Local government units (LGUs) with loans from the Land Bank of the Philippines (LandBank) can expect to receive an interest rate subsidy of 2 percent annually.
In a statement on Tuesday, the state-run lender said the subsidy was part of the government’s measures to help communities bounce back from the impact of the coronavirus disease 2019 (Covid-19) pandemic.
The subsidy will apply to LGUs’ loans for their response and recovery intervention projects for their constituents, it added.
The subsidy is part of the provisions in Republic Act 11494, or the “Bayanihan to Recover as One Act” (Bayanihan 2). In the law, a P1-billion interest subsidy fund is allotted for loans secured by LGUs.
It shall be applied to the loan interest payments of municipal, city and provincial local governments until Dec. 31, 2022, or until the fund is used up.
To extend the subsidy to as many LGUs as possible, a maximum interest subsidy equivalent to P10 million has been set for cities and provinces, and P5 million for towns.
“We strongly encourage our LGUs to make full use of credit facilities subsidized by the national government to bankroll development projects in their respective localities,” LandBank President and Chief Executive Officer Cecilia Borromeo said in the statement.
“This will contribute greatly to reviving local economies and helping the country recover from the impact of the Covid-19 pandemic,” she added.
Qualified LGUs may avail themselves of the subsidy for eligible projects pursuant to the objectives of Bayanihan 2. These include permanent working capital, such as for the purchase of agricultural produce and acquisition of equipment; and construction of facilities for linking of products to the market, such as market infrastructure development and improvement, mobile palengke (wet market), and collection and buying stations.
Local governments with loans for programs and projects that provide basic and support services, social welfare and health care, and other infrastructure activities that aim to bring back the confidence of people and spur local business activities are also eligible for the subsidy.
Loans for these projects shall have a fixed interest rate of 4 percent per annum until the end of 2022, with the remaining 2 percent interest rate to be charged to the local government. The interest rate shall be subject to annual repricing thereafter based on the benchmark rate, plus the applicable credit spread based on credit rating of the borrower, but shall not be lower than 4 percent per annum.

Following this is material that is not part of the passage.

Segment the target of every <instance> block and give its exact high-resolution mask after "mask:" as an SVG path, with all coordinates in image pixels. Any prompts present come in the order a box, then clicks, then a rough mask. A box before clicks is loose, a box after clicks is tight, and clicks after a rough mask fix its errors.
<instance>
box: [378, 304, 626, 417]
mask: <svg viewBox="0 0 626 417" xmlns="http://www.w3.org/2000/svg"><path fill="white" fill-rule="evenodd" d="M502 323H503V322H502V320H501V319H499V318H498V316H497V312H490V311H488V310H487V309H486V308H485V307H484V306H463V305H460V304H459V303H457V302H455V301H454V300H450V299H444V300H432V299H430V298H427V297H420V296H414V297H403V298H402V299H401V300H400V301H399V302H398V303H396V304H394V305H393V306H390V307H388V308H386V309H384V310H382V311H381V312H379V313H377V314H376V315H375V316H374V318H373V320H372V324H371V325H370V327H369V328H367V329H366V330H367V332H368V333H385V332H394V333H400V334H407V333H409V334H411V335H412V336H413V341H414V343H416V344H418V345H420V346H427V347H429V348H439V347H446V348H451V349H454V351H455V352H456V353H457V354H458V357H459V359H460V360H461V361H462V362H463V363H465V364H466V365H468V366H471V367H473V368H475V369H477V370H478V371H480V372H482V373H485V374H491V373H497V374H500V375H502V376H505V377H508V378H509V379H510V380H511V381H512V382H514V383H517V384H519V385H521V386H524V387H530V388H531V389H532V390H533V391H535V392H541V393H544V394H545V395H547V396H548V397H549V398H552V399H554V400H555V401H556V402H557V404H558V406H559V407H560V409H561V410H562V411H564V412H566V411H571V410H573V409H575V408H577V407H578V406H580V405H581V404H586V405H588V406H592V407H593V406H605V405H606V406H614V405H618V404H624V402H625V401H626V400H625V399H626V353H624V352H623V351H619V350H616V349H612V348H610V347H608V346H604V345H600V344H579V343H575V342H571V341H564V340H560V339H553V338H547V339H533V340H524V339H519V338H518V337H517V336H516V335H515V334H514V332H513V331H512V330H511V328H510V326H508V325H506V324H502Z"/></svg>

Borrowers may pay their loan up to 15 years, inclusive of a three-year grace period on principal payable based on cash flow.
The subsidy will be made available to local governments with approved accounts under LandBank’s Restoration and Invigoration package for a Self-sufficient Economy toward UPgrowth for LGUs lending program.
Launched in July, the program aims to support LGUs in implementing their local economic recovery plans.